Die Welt ist sich zwar sicher: Steuerhinterziehung müsse bestraft werden. "Das Datenmaterial hat allerdings eine Wucht, die schnell ins Inquisitorische kippen kann. Am Ende ist jeder, der mit Geld und Wirtschaft zu tun hat, verdächtig, weil 'reich' fast zum Synonym für 'kriminell' geworden ist. Es wird nicht leicht, diesem konzertierten Enthüllungs-Coup einen konstruktiven Impuls zu geben. Im besten Falle wäre es eine globale Stunde null bei gleichzeitiger Neujustierung der Kontrollmechanismen des internationalen Geldflusses. Wenn man bedenkt, dass nicht einmal das Steuerabkommen mit der Schweiz zustande kam, dann lässt sich erahnen: Hier liegt noch ein langer Weg vor uns."

Journalisten aus aller Welt werteten unzählige Dokumente über die Geschäfte in Steueroasen aus.

Journalisten aus aller Welt werteten unzählige Dokumente über die Geschäfte in Steueroasen aus.

(Foto: dpa)

Die Berliner Zeitung sieht wenig Raum für konkrete Folgen: "Es ist nicht zu bestreiten, dass selbst ein hochgerüstetes Heer - inklusive Kavallerie - von Steuerfahndern den Kampf gegen die Steuervermeidung unweigerlich verlieren müsste. Denn ihre Gegner sind gerade keine landesüb lichen Ganoven, die beim Bruch der Steuergesetze Kopf und Kragen riskieren, sondern hoch qualifizierte Experten, die sich nicht auf ihre kriminelle Energie verlassen, sondern auf die Gesetze berufen. Ihr Ziel ist nicht die Steuerersparnis, sondern möglichst die komplette Steuervermeidung ihrer Klienten - vollkommen legal, denn die systematische Nutzung von Schlupflöchern in den Gesetzen ist legal."

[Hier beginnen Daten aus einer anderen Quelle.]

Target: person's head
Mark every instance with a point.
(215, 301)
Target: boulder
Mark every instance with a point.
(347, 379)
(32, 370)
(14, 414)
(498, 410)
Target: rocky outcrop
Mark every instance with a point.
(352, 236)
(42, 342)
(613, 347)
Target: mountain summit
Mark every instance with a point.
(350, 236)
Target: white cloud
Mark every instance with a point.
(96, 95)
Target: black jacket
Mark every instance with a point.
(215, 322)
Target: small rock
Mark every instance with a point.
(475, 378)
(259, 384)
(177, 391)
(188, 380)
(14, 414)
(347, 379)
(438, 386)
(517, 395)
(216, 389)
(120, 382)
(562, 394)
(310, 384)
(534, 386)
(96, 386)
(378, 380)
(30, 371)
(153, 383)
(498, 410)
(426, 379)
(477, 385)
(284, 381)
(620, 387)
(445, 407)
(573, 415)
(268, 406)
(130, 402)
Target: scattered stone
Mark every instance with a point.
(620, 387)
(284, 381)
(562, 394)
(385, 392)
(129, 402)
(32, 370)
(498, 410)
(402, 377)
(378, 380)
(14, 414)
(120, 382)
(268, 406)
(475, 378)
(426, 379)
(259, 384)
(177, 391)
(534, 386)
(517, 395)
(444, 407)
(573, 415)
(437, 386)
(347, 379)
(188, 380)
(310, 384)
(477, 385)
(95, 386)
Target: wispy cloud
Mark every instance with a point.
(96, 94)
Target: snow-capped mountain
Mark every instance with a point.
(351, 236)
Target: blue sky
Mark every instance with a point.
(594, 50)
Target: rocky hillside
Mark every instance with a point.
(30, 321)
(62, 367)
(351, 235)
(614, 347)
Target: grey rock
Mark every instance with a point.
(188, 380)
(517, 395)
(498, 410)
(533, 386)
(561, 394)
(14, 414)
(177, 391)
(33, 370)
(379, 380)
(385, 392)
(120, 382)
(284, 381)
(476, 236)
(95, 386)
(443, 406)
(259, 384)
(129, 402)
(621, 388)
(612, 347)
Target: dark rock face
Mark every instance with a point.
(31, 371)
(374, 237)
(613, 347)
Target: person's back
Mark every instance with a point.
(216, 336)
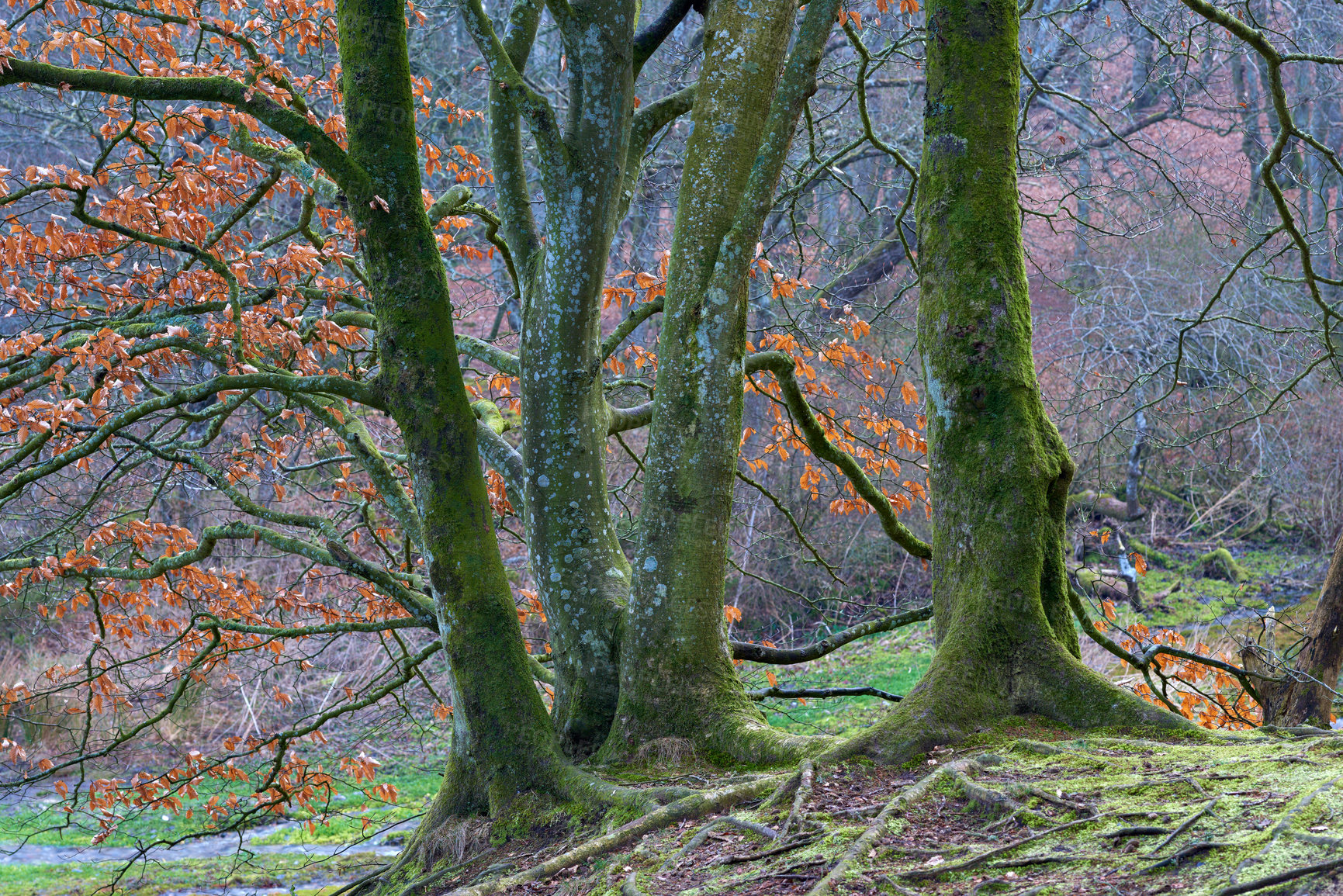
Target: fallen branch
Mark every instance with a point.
(1192, 849)
(819, 694)
(799, 800)
(1280, 879)
(788, 656)
(1185, 825)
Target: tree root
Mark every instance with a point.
(1282, 828)
(974, 861)
(700, 835)
(685, 809)
(819, 694)
(799, 801)
(1185, 825)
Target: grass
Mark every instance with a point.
(892, 662)
(286, 874)
(417, 782)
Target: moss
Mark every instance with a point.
(1221, 565)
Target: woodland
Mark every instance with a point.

Das Handelsblatt fürchtet schwerwiegende Folgen für das legale Geschäft in den betroffenen Ländern. "Ehrliche Kunden werden - je mehr über illegale Praktiken bekannt wird - abgeschreckt, ein Konto in einem Offshore-Zentrum zu unterhalten oder neu zu eröffnen. Für die EU-Staaten und die USA zeigt die internationale Datensammlung allerdings, dass der Kampf gegen Steuerhinterziehung noch nicht gewonnen ist. Es wird darauf ankommen, dass die Industrieländer beharrlich über die OECD die Durchsetzung internationaler Standards vorantreiben. Das ist mühsam. Ein Erfolg ist schon jetzt, dass Steuerhinterziehung weltweit geächtet ist."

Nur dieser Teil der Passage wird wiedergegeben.